At least one analyst last week sought to bring focus to another of the bank's efforts — a disclosure, filed in August, that three Citi executives — Mason, Institutional Clients Group Chief Paco Ybarra and tech chief Mike Whitaker — would be in line for bonuses of up to $5 million each if they meet goals in overhauling the bank's internal controls and risk oversight — provided the bank's stock hits certain targets.
The problem, according to Wells Fargo analyst Mike Mayo, is the targets, in the filing were left vague.
"That's like charging us for dinner before we know if we're getting hot dogs or caviar," Mayo told clients, according to Bloomberg.
Mayo isn't the only skeptic. JPMorgan analyst Vivek Juneja pressed Wells Fargo CEO Charlie Scharf when he said he remains "confident" the bank would continue righting itself over several years, in the regulatory sense.
Eyeing a more specific timeline, Juneja asked, "What do you need to do differently, especially as a management team?"
Kenneth Leon, director of equity research at CFRA, told American Banker the bank is "beginning to change culture, they have senior leaders that know what they're doing. … Now they've got to spread the word and get execution from middle management. That takes time."
Too close for comfort?
Not every subplot has such heft. But perhaps when a bank is reporting revenue over nine months that goes beyond what it generally does in 12 — vis-a-vis Goldman Sachs, it can be afforded frivolity.
The bank has apparently moved some senior executives from offices on the 41st floor of its New York headquarters to a grid of cubicles on the 12th floor — so they'd be closer to the 11th-floor "Sky Lobby" that's intended to serve as a hub of activity for the rank and file.

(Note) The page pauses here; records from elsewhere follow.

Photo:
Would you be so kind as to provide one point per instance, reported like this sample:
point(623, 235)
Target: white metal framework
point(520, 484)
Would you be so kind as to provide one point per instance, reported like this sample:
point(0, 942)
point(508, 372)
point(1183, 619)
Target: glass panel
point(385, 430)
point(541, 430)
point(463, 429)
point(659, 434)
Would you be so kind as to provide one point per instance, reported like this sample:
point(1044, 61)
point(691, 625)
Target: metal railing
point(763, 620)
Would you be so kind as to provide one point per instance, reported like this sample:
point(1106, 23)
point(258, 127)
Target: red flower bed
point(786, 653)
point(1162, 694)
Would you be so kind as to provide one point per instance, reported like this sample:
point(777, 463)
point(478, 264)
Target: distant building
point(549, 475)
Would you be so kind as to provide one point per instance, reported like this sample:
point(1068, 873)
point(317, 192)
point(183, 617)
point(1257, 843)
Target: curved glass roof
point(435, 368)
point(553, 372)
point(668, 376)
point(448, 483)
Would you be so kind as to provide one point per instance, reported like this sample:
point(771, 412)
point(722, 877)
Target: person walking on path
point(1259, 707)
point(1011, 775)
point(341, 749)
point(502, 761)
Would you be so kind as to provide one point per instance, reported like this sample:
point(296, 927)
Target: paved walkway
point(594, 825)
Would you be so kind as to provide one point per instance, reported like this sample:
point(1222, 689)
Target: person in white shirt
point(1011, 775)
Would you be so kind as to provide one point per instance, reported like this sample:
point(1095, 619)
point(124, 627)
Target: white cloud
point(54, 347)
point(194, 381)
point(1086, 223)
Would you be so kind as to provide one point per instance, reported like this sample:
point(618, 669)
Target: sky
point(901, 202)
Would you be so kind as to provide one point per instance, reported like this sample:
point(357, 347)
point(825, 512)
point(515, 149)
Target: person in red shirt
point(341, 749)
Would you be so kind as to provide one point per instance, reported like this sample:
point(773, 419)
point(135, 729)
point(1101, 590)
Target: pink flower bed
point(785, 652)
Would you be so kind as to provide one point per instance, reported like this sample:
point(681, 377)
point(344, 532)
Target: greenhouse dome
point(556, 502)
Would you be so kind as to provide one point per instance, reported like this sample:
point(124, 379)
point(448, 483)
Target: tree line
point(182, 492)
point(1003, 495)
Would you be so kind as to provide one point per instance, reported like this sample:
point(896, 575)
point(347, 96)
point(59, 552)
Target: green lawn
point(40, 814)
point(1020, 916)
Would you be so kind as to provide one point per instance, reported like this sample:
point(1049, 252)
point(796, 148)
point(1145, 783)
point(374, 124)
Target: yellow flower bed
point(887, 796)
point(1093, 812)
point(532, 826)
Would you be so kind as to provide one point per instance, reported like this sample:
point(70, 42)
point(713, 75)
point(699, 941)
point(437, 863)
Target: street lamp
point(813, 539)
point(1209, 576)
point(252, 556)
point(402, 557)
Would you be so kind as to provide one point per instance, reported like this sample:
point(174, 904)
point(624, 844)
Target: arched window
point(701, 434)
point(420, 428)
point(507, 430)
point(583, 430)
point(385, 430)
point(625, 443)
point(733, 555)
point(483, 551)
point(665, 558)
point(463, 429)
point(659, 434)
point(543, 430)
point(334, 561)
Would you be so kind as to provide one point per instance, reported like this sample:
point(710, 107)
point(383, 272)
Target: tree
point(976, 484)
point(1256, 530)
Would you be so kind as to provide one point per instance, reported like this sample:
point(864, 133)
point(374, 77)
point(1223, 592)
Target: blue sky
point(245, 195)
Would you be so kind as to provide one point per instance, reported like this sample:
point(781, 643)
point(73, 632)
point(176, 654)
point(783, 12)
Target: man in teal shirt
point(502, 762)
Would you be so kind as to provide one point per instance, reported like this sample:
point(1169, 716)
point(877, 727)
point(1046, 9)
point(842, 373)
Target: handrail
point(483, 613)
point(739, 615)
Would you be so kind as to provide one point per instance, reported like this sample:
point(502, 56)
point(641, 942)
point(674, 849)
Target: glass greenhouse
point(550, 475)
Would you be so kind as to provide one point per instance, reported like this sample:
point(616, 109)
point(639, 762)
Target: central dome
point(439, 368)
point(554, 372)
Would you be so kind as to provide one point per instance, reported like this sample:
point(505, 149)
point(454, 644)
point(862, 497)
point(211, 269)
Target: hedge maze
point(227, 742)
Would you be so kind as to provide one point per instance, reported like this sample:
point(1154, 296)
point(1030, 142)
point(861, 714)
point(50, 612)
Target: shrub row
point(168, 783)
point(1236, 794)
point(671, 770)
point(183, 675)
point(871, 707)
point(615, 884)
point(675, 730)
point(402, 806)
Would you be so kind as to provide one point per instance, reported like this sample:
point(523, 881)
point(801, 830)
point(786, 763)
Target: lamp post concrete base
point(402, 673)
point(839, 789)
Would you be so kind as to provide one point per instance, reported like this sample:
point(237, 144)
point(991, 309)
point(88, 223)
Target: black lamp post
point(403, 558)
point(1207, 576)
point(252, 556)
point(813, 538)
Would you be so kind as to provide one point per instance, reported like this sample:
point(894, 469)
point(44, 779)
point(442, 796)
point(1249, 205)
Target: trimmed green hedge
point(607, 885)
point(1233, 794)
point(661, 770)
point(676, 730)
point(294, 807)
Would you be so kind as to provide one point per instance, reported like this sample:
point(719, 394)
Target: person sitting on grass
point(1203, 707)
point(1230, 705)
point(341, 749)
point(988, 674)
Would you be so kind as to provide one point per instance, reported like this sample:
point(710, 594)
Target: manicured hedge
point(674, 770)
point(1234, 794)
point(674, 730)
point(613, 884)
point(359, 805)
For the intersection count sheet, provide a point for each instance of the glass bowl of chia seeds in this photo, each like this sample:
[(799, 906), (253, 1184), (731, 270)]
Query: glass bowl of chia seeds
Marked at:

"There is a natural 'buzz' there, and I want our leadership team to be part of it," CEO David Solomon said in a memo, according to The New York Post.
The Sky Lobby cost more than $10 million to build out, a source told the Post. And the idea is that with executives one floor away rather than 30, collaboration would among the bank's staff would come more easily.
"You didn't find a lot of enthusiastic support for the idea," the Post's source said.
"Most people have just ended up working from their conference rooms," said another.